2. Paradigma Transcultural Nursing

Leininger (1985) mengartikan paradigma keperawatan transkultural sebagai cara pandang, keyakinan, nilai-nilai, konsep-konsep dalam terlaksananya asuhan keperawatan yang sesuai dengan latar belakang budaya terhadap empat konsep sentral keperawatan yaitu : manusia, sehat, lingkungan dan keperawatan (Andrew and Boyle, 1995).

a. Manusia

Manusia adalah individu, keluarga atau kelompok yang memiliki nilai- nilai dan norma-norma yang diyakini dan berguna untuk menetapkan pilihan dan melakukan pilihan. Menurut Leininger (1984) manusia memiliki kecenderungan untuk mempertahankan budayanya pada setiap saat dimana pun dia berada.

b. Sehat

Kesehatan adalah keseluruhan aktifitas yang dimiliki klien dalam mengisi kehidupannya, terletak pada rentang sehat sakit. Kesehatan merupakan suatu keyakinan, nilai, pola kegiatan dalam konteks budaya yang digunakan untuk menjaga dan memelihara keadaan seimbang/sehat yang dapat diobservasi dalam aktivitas sehari-hari.
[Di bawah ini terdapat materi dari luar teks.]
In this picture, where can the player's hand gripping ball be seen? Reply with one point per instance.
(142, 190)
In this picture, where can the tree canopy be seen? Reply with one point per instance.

Klien dan perawat mempunyai tujuan yang sama yaitu ingin mempertahankan keadaan sehat dalam rentang sehat-sakit yang adaptif.

c. Lingkungan

Lingkungan didefinisikan sebagai keseluruhan fenomena yang mempengaruhi perkembangan, kepercayaan dan perilaku klien. Lingkungan dipandang sebagai suatu totalitas kehidupan dimana klien dengan budayanya saling berinteraksi. Terdapat tiga bentuk lingkungan yaitu : fisik, sosial dan simbolik. Lingkungan fisik adalah lingkungan alam atau diciptakan oleh manusia seperti daerah khatulistiwa, pegunungan, pemukiman padat dan iklim seperti rumah di daerah Eskimo yang hampir tertutup rapat karena tidak pernah ada matahari sepanjang tahun.

Lingkungan sosial adalah keseluruhan struktur sosial yang berhubungan dengan sosialisasi individu, keluarga atau kelompok ke dalam masyarakat yang lebih luas. Di dalam lingkungan sosial individu harus mengikuti struktur dan aturan-aturan yang berlaku di lingkungan tersebut. Lingkungan simbolik adalah keseluruhan bentuk dan simbol

yang menyebabkan individu atau kelompok merasa bersatu seperti musik, seni, riwayat hidup, bahasa dan atribut yang digunakan.

d. Keperawatan

Asuhan keperawatan adalah suatu proses atau rangkaian kegiatan pada praktik keperawatan yang diberikan kepada klien sesuai dengan latar belakang budayanya. Asuhan keperawatan ditujukan memandirikan individu sesuai dengan budaya klien. Strategi yang digunakan dalam asuhan keperawatan adalah perlindungan/mempertahankan budaya, mengakomodasi/negosiasi budaya dan mengubah/mengganti budaya klien (Leininger, 1991).

Pengkajian klien sesuai dengan latar belakang budaya yang dirancang berdasarkan tujuh dimensi sosial budaya yang ada pada “Sunrise Model Theory” yaitu:

a. Faktor teknologi (technological factors)

Teknologi kesehatan memungkinkan individu untuk memilih atau mendapat penawaran untuk menyelesaikan masalah dalam pelayanan kesehatan. Keterpaparan ibu terhadap media massa baik media cetak maupun media elektronik mempunyai pengaruh terhadap perilaku pemberian ASI. Dengan kebiasaan membaca surat kabar atau majalah serta kebiasaan mendengar siaran radio dan mengikuti acara televisi kemungikanan besar ibu memiliki pengetahuan yang benar tentang tata cara pemberian ASI yang benar (Kasnodiharjo, 1998).

Promosi dalam bentuk iklan berfungsi dalam merangsang perhatian, persepsi, sikap dan perilaku sehingga dapat menarik konsumen untuk menggunakan suatu produk. Pada saat media massa berkembang seperti sekarang ini, promosi melalui media massa merupakan kekuatan besar dalam mempengaruhi perilaku konsumen. Misalnya, beberapa studi di Bogor menunjukkan iklan merupakan sumber informasi utama dalam berbelanja susu formula bayi oleh ibu rumah tangga (65%) (Tresnawati, 1997 dalam Dodik ).

b. Faktor religi dan falsafah hidup (religious dan philosophical factors) Agama adalah suatu simbol yang mengakibatkan pandangan yang realistis bagi para pemeluknya. Agama memberikan motivasi yang sangat kuat untuk menempatkan kebenaran diatas segalanya, bahkan di atas kehidupannya sendiri. Emosi keagamaan mendorong orang untuk berlaku serba religi. Kelakuan keagamaan yang dilaksanakan menurut tata kelakuan yang baku disebut dengan upacara keagamaan atau religious ceremony atau rites (Koenjtaraningrat, 1992). Faktor religi yang dikaji meliputi: agama yang dianut, apakah ada ritual agama klien yang berkaitan dengan pemberian ASI eksklusif.